Uma discussão que ressurgiu agora com a última SPFW sobre a magreza das modelos, ainda mais depois da resposta da Anna Wintour (editora de moda da “Vogue” americana) à carta do Paulo Borges (organizador do SPFW e do Fashion Rio). Você acha que a indústria da moda, no Brasil, é tirânica no que se refere aos padrões de beleza apresentados nas passarelas?
Não sei por que foi acontecendo isso. Nos anos 1980, o grande momento apoteótico em que a modelo se transformou em top model, quando surgiu Linda Evangelista, Naomi Campbell e Carla Bruni, elas não eram assim. Eram mulheres elegantes, altas, mas não eram palitos. Essa coisa de palito, acentuadamente brasileira, é mais fácil para o estilista. É mais fácil vestir um cabide do que uma pessoa. Eles dizem que não fazem isso, mas não é verdade. Eu sei de estilistas aqui que dizem que a modelo está gorda, exigem manequim 36. Essas meninas, quando fazem amor, “craquelam” (risos).

Quem você aponta como os grandes nomes da moda brasileira atualmente?

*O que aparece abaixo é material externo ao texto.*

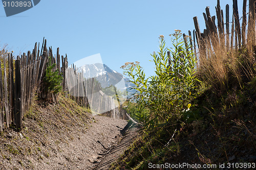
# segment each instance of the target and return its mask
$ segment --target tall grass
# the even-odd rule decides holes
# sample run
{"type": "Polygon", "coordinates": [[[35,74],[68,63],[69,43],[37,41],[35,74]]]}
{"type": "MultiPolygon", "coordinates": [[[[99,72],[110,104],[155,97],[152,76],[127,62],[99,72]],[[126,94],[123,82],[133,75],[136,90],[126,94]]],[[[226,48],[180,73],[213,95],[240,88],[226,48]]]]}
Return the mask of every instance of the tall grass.
{"type": "Polygon", "coordinates": [[[253,32],[247,33],[247,37],[251,39],[247,38],[247,43],[240,48],[232,45],[233,42],[230,48],[228,48],[229,45],[225,44],[227,38],[224,35],[210,34],[207,38],[200,40],[197,74],[200,80],[221,91],[234,86],[243,88],[244,83],[255,76],[253,32]]]}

Ninguém é bom o tempo inteiro. Temos altos e baixos. Se você considerar como obra, como tudo o que foi feito até agora, eu destaco o Alexandre (Herchcovitch) e a Gloria Coelho. E, como moda brasileira, de ir ao fundo de nossas raízes, ser extremamente sensível, eu destaco o Ronaldo Fraga.

Em 2009, você foi a grande homenageada do Prêmio Moda Brasil. Como se sentiu?
Foi muito bom. Quando o tempo passa, a gente esquece tudo o que fez. E a gente tende a falar “puxa, não sou nada”, você sente um esfarelar... De repente, eu me peguei olhando para coisas que fiz há trinta anos e tive uma surpresa de como eu era atual, como meu texto era inteligente e como a minha imagem era emocionante. Isso tudo, modéstia à parte. Não estou falando para me gabar, estou falando que foi bom para eu me “reenergizar”.